So ist es auch mit dem Schachspiel! Die Figur wird zum Zeichen herabgesetzt für die Combinationen des menschlichen Scharfsinns, der auf diesem Brette immer neue Triumphe feiert; ja, dies schlichte Holzbrett verwandelt sich in einen Zauberspiegel, der mit magischer Kraft die Bilder der geistigen Physiognomien und Eigenschaften zurückstrahlt.
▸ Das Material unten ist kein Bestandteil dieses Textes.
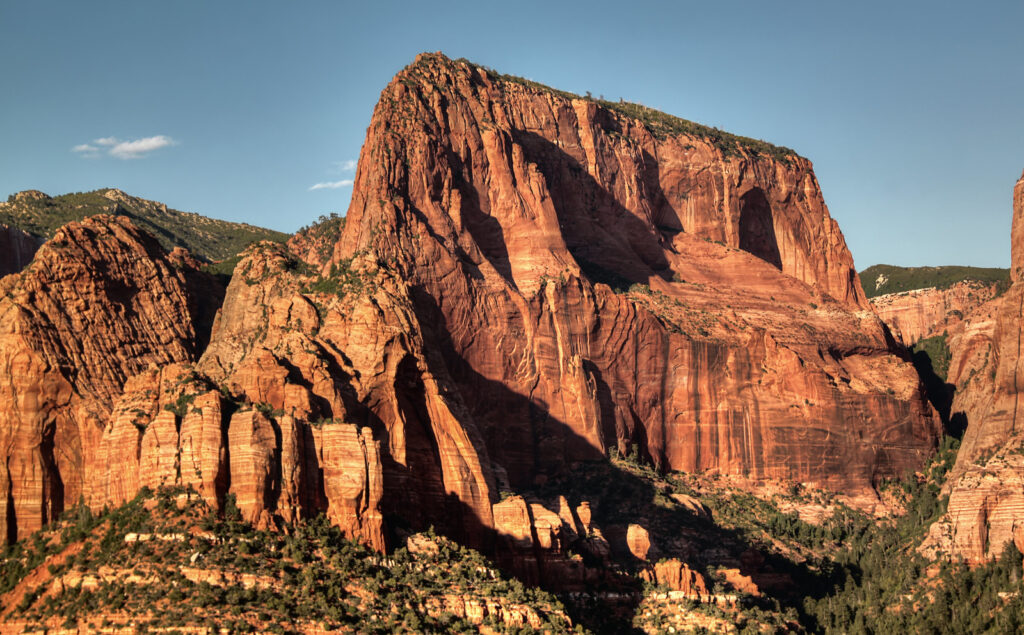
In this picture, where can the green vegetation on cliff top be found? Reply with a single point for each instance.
(883, 279)
(206, 238)
(662, 125)
(166, 561)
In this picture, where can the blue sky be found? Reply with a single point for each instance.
(910, 112)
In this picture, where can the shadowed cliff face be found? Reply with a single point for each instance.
(523, 283)
(16, 249)
(100, 302)
(742, 345)
(986, 485)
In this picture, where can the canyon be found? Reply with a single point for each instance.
(542, 315)
(986, 485)
(524, 281)
(921, 313)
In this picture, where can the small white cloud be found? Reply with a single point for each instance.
(340, 167)
(138, 147)
(123, 150)
(345, 182)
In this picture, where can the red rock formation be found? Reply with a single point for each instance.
(461, 341)
(925, 312)
(678, 577)
(501, 204)
(986, 485)
(100, 302)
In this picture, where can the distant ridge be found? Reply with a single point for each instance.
(884, 279)
(207, 239)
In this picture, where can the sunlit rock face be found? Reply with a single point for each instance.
(524, 281)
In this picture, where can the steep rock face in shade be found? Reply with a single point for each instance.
(16, 249)
(924, 312)
(986, 487)
(504, 206)
(523, 282)
(381, 431)
(99, 302)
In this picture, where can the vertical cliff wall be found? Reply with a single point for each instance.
(596, 282)
(986, 487)
(525, 280)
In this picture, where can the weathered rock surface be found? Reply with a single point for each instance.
(925, 312)
(501, 204)
(986, 485)
(461, 339)
(100, 302)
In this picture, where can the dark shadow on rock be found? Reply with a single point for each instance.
(757, 228)
(939, 393)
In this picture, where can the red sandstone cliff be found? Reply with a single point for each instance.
(501, 204)
(99, 302)
(461, 339)
(925, 312)
(986, 487)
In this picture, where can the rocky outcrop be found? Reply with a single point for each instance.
(986, 485)
(525, 281)
(100, 302)
(506, 207)
(926, 312)
(16, 249)
(679, 577)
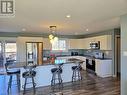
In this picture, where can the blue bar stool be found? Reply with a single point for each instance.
(30, 73)
(11, 73)
(76, 75)
(56, 76)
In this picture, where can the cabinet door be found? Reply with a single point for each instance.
(46, 44)
(97, 66)
(105, 42)
(76, 43)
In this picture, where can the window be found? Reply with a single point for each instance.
(10, 51)
(59, 45)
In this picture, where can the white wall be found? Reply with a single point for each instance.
(124, 55)
(21, 46)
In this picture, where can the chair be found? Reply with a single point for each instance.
(76, 73)
(30, 73)
(11, 73)
(57, 76)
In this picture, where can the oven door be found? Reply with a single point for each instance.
(90, 64)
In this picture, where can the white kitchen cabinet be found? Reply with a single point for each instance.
(103, 68)
(105, 42)
(46, 44)
(82, 58)
(76, 44)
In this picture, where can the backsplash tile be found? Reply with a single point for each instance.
(86, 52)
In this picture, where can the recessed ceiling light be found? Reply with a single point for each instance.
(23, 29)
(76, 33)
(87, 29)
(68, 16)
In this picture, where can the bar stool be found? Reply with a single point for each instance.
(56, 76)
(11, 73)
(29, 74)
(76, 73)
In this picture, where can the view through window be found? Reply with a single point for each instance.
(10, 51)
(59, 45)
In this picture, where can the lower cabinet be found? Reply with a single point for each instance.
(103, 68)
(76, 57)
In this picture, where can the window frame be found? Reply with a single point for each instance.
(66, 46)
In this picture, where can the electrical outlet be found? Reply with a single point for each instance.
(125, 53)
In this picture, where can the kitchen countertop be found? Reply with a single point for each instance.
(87, 57)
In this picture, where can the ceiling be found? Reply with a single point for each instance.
(37, 15)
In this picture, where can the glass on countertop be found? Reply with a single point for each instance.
(60, 61)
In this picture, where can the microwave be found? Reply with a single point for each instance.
(95, 45)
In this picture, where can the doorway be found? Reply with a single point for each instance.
(7, 52)
(118, 54)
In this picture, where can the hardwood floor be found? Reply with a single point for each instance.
(90, 85)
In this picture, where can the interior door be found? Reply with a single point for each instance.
(118, 55)
(1, 55)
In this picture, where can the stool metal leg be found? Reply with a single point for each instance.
(18, 80)
(25, 86)
(33, 84)
(10, 82)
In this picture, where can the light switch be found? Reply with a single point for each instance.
(125, 53)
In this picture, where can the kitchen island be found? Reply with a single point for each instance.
(44, 75)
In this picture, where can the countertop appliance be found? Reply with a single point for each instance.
(90, 65)
(95, 45)
(74, 53)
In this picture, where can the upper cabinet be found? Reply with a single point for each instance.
(76, 43)
(46, 44)
(105, 42)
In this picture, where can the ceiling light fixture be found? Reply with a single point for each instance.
(87, 29)
(68, 16)
(52, 36)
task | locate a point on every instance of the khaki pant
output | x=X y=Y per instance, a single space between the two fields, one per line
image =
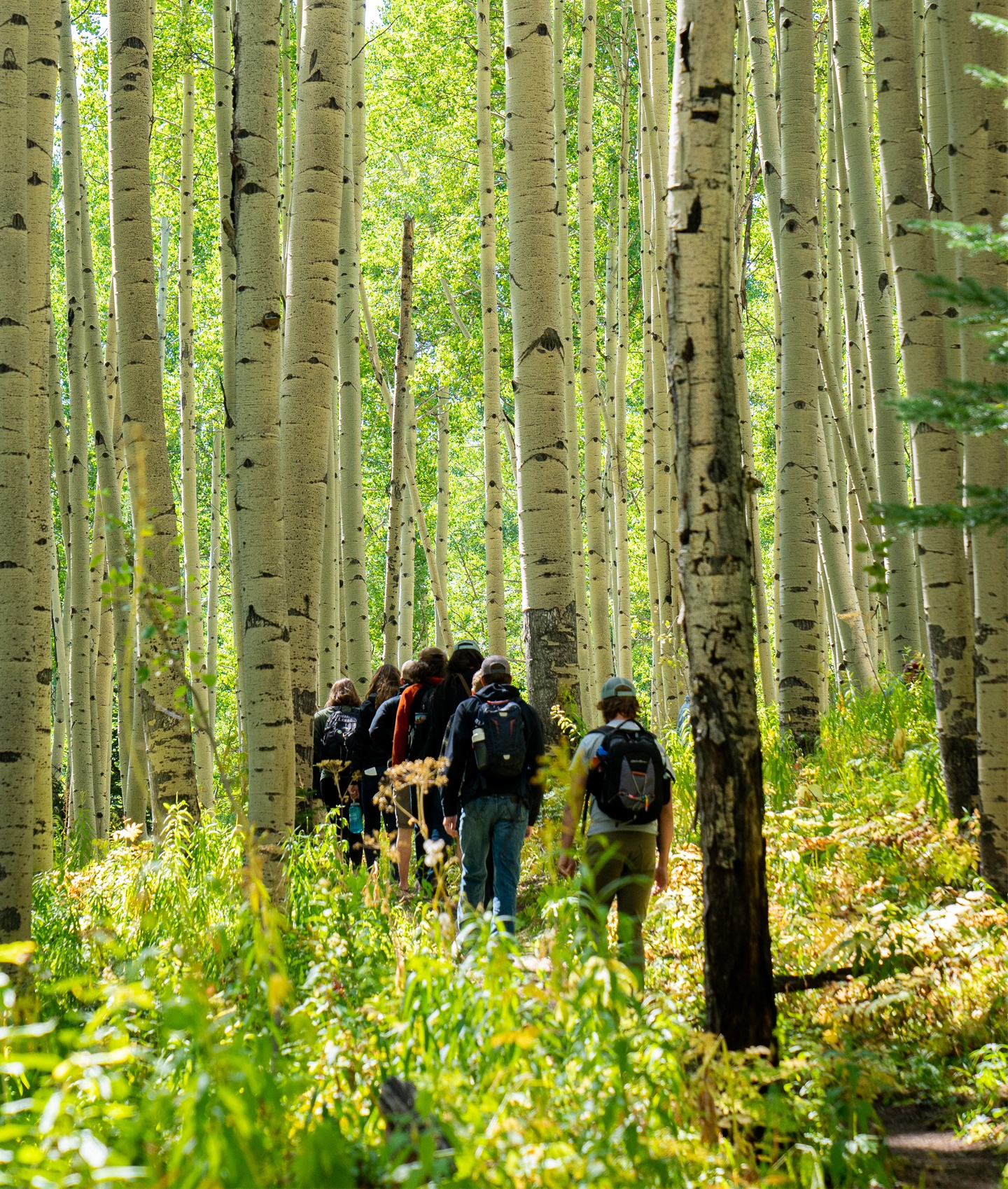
x=622 y=867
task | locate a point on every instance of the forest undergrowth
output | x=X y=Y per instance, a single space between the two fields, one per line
x=173 y=1027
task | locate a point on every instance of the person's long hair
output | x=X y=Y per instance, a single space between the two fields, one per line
x=435 y=660
x=344 y=693
x=465 y=661
x=386 y=684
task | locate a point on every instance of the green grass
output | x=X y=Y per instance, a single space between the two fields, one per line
x=178 y=1030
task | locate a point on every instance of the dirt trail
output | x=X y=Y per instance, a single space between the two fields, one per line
x=927 y=1157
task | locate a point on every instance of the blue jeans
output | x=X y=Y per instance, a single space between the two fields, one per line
x=492 y=826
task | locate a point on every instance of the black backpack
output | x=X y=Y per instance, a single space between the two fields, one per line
x=339 y=730
x=500 y=751
x=420 y=716
x=626 y=775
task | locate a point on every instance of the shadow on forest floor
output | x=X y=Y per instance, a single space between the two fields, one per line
x=933 y=1158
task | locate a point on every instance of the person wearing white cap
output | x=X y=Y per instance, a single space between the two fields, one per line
x=623 y=773
x=491 y=802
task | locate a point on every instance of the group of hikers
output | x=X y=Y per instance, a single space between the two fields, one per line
x=466 y=711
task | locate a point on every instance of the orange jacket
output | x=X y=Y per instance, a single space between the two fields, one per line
x=405 y=718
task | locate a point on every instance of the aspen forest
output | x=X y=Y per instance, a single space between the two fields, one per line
x=645 y=362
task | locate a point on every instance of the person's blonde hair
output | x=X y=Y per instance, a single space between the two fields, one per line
x=344 y=693
x=386 y=684
x=626 y=707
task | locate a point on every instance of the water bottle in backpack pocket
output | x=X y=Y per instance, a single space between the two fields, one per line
x=420 y=715
x=628 y=778
x=498 y=740
x=338 y=732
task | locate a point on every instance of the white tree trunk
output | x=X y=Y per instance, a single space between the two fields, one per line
x=311 y=345
x=591 y=398
x=357 y=655
x=570 y=369
x=492 y=413
x=444 y=497
x=18 y=669
x=976 y=131
x=213 y=578
x=946 y=594
x=83 y=807
x=876 y=303
x=187 y=443
x=223 y=117
x=798 y=641
x=550 y=620
x=257 y=380
x=390 y=625
x=43 y=51
x=169 y=741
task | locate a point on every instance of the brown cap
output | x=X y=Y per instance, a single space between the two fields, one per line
x=496 y=669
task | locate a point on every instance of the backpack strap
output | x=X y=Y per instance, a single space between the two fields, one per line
x=606 y=732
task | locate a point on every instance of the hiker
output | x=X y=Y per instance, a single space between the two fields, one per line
x=490 y=800
x=626 y=775
x=335 y=730
x=413 y=728
x=463 y=681
x=381 y=735
x=463 y=667
x=374 y=759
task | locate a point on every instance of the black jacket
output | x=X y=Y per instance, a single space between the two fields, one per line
x=382 y=729
x=366 y=751
x=465 y=781
x=453 y=691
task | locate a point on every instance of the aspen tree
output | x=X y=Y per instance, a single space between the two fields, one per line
x=878 y=312
x=946 y=594
x=408 y=520
x=61 y=709
x=102 y=679
x=287 y=137
x=169 y=742
x=223 y=118
x=444 y=497
x=265 y=648
x=987 y=465
x=492 y=413
x=976 y=131
x=548 y=608
x=311 y=359
x=854 y=654
x=617 y=394
x=390 y=625
x=61 y=465
x=162 y=306
x=408 y=535
x=429 y=552
x=213 y=578
x=330 y=667
x=18 y=661
x=861 y=472
x=120 y=599
x=591 y=400
x=187 y=434
x=798 y=640
x=357 y=657
x=713 y=553
x=659 y=703
x=939 y=195
x=107 y=504
x=42 y=78
x=78 y=559
x=567 y=334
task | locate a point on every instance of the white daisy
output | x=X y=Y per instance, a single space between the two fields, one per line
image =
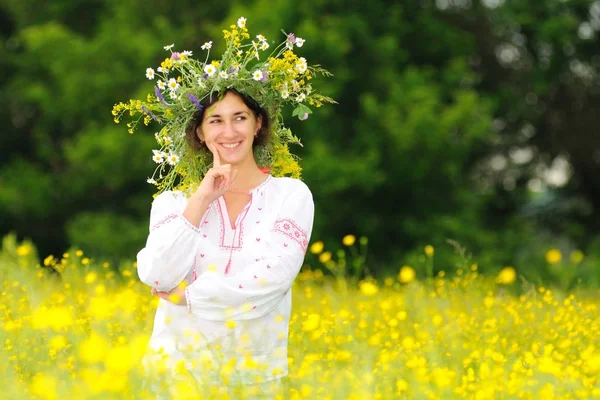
x=210 y=69
x=257 y=75
x=301 y=67
x=173 y=85
x=173 y=159
x=157 y=158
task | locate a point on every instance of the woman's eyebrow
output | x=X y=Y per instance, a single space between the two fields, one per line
x=235 y=114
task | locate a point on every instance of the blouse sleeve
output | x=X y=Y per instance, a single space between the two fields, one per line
x=171 y=245
x=261 y=286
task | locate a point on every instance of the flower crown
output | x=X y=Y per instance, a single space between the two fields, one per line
x=183 y=83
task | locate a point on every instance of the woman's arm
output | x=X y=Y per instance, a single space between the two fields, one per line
x=262 y=285
x=172 y=243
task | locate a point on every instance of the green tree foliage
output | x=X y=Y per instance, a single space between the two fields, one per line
x=426 y=96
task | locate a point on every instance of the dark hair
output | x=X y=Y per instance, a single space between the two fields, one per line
x=261 y=138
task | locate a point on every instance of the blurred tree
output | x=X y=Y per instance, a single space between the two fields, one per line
x=448 y=110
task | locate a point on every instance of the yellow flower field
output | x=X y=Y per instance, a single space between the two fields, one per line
x=80 y=333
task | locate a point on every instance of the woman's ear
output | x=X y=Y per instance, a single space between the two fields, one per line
x=258 y=124
x=199 y=133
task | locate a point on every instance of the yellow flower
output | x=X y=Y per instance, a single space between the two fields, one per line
x=507 y=276
x=324 y=257
x=348 y=240
x=316 y=247
x=576 y=256
x=93 y=349
x=368 y=288
x=58 y=342
x=406 y=274
x=429 y=250
x=553 y=256
x=44 y=386
x=311 y=322
x=24 y=250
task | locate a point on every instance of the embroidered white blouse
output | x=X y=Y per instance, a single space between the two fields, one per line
x=239 y=278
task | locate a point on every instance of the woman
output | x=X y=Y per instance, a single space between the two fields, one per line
x=222 y=255
x=238 y=242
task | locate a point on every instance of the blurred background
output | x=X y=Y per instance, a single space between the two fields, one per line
x=467 y=125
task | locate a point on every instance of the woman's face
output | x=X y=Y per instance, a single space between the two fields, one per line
x=231 y=127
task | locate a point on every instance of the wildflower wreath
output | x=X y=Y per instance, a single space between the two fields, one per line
x=182 y=83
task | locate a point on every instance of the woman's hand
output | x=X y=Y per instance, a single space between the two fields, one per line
x=175 y=296
x=217 y=179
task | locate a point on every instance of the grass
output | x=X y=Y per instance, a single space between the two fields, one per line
x=77 y=328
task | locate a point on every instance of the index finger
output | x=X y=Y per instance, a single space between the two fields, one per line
x=216 y=156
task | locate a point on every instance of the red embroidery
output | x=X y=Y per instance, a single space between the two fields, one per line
x=163 y=221
x=238 y=232
x=194 y=275
x=292 y=230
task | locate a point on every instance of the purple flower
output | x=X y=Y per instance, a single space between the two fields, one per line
x=194 y=100
x=149 y=113
x=160 y=96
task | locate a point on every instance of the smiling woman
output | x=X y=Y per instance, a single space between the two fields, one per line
x=226 y=240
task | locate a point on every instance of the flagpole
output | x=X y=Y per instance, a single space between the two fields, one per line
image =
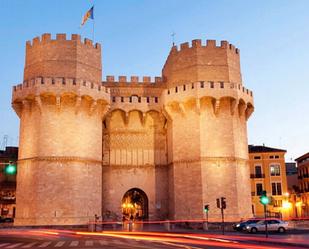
x=93 y=24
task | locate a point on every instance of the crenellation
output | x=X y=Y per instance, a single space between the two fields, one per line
x=88 y=42
x=122 y=79
x=184 y=45
x=146 y=79
x=134 y=79
x=232 y=47
x=76 y=37
x=197 y=43
x=224 y=44
x=211 y=43
x=158 y=79
x=110 y=78
x=61 y=37
x=46 y=37
x=36 y=41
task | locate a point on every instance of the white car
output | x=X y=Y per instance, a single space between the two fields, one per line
x=272 y=225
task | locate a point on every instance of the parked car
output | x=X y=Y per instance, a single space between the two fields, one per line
x=241 y=226
x=272 y=225
x=6 y=219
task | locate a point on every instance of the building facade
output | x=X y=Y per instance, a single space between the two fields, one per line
x=302 y=198
x=268 y=173
x=8 y=161
x=152 y=149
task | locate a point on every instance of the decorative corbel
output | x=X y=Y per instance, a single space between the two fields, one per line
x=182 y=109
x=198 y=106
x=249 y=111
x=18 y=108
x=78 y=104
x=143 y=118
x=38 y=101
x=216 y=106
x=58 y=102
x=126 y=118
x=104 y=110
x=93 y=107
x=242 y=109
x=167 y=112
x=234 y=104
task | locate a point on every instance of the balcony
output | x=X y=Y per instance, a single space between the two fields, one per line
x=257 y=176
x=7 y=185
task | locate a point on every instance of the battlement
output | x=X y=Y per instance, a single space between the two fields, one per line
x=59 y=86
x=47 y=37
x=198 y=61
x=133 y=81
x=209 y=44
x=61 y=57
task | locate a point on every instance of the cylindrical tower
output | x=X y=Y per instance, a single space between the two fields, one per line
x=60 y=104
x=207 y=107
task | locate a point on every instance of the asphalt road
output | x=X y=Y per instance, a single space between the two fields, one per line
x=45 y=238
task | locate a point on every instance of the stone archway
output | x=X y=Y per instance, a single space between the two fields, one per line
x=135 y=204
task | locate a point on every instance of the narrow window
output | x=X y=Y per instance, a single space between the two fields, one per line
x=259 y=188
x=273 y=189
x=275 y=170
x=258 y=171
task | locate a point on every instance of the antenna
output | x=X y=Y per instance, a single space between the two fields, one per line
x=4 y=142
x=173 y=38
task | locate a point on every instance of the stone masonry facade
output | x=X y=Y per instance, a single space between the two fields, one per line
x=180 y=138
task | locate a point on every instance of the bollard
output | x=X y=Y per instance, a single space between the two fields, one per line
x=167 y=226
x=205 y=226
x=130 y=225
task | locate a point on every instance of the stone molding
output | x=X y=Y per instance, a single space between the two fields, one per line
x=61 y=159
x=124 y=166
x=211 y=159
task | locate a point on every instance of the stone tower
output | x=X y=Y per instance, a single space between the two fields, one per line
x=207 y=107
x=61 y=104
x=173 y=143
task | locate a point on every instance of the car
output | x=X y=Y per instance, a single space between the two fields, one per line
x=6 y=219
x=272 y=225
x=241 y=226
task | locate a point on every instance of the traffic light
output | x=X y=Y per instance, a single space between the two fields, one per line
x=223 y=203
x=264 y=199
x=218 y=203
x=206 y=208
x=10 y=169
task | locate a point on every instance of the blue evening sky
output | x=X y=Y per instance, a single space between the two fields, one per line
x=272 y=35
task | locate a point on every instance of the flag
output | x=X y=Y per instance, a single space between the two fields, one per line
x=89 y=14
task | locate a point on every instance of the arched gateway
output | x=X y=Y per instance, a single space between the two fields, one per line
x=135 y=204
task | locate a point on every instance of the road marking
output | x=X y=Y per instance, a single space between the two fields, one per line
x=103 y=243
x=4 y=244
x=59 y=244
x=14 y=245
x=89 y=243
x=45 y=244
x=29 y=245
x=74 y=243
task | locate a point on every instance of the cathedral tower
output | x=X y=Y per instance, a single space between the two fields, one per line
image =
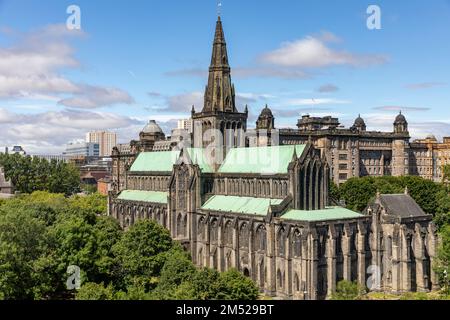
x=219 y=113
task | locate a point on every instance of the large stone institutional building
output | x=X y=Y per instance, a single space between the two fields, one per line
x=265 y=209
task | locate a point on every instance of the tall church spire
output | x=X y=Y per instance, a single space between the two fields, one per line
x=219 y=93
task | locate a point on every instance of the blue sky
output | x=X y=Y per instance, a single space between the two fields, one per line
x=139 y=60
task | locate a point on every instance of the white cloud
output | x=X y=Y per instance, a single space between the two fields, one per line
x=94 y=97
x=327 y=88
x=313 y=102
x=313 y=52
x=183 y=102
x=48 y=132
x=425 y=85
x=33 y=67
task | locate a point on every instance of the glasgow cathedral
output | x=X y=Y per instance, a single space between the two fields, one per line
x=245 y=199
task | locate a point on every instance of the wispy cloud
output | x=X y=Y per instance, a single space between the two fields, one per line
x=313 y=52
x=314 y=102
x=327 y=88
x=425 y=85
x=33 y=67
x=401 y=108
x=50 y=131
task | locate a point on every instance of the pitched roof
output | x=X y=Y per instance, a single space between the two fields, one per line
x=144 y=196
x=260 y=160
x=401 y=205
x=330 y=213
x=244 y=205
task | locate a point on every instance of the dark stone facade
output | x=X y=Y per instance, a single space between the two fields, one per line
x=288 y=256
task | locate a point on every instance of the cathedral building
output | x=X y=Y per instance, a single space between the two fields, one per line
x=265 y=210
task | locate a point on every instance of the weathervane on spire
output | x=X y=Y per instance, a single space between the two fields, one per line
x=219 y=7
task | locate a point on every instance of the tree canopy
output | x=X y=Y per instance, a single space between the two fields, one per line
x=42 y=234
x=432 y=197
x=29 y=174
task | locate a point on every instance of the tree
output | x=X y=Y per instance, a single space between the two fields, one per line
x=442 y=266
x=235 y=286
x=446 y=173
x=94 y=291
x=35 y=174
x=142 y=251
x=177 y=269
x=203 y=285
x=346 y=290
x=22 y=240
x=357 y=192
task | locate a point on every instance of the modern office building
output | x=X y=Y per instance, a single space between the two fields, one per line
x=82 y=149
x=106 y=140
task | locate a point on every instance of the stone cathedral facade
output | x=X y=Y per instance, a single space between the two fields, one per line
x=265 y=210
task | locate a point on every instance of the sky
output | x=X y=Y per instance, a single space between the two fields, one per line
x=137 y=60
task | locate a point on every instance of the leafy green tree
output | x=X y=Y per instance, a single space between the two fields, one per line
x=35 y=174
x=94 y=291
x=204 y=285
x=357 y=193
x=142 y=251
x=334 y=192
x=446 y=173
x=346 y=290
x=177 y=269
x=22 y=243
x=235 y=286
x=442 y=266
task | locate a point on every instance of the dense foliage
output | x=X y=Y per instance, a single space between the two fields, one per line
x=42 y=234
x=29 y=174
x=346 y=290
x=432 y=197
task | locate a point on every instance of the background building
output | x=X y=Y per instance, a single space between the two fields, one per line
x=83 y=149
x=106 y=140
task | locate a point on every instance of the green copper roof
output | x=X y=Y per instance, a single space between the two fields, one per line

Da sehen wir im Spiele sich abspiegeln den dumpfen, beschränkten Sinn, der am Hergebrachten hängt und augenblicklich festen Boden verliert, wenn der Gang des Spieles eine ungewöhnliche Wendung nimmt; da sehen wir die Aengstlichkeit, welche nichts zu opfern wagt, um zu gewinnen, sondern krampfhaft ihren Schatz zu wahren sucht, gerade in solcher Weise aber ihn verliert; da sehen wir den sicheren Ueberblick und die unerschütterliche Ruhe, die alle Folgen stets erwägt; dort wieder den kühnen Angriffsmuth, der rücksichtslos vorgeht und durch Ueberraschungen zu wirken sucht; endlich die geniale Combination des Meisters, die gänzlich Unvorhergesehenes mit plötzlicher Inspiration durchführt und deren Schwung von der Schwierigkeit der Verwicklungen beflügelt wird, wie der Schwung eines echten Dichtertalentes von den Schwierigkeiten des Metrums und der geforderten Reimfolge der Strophen.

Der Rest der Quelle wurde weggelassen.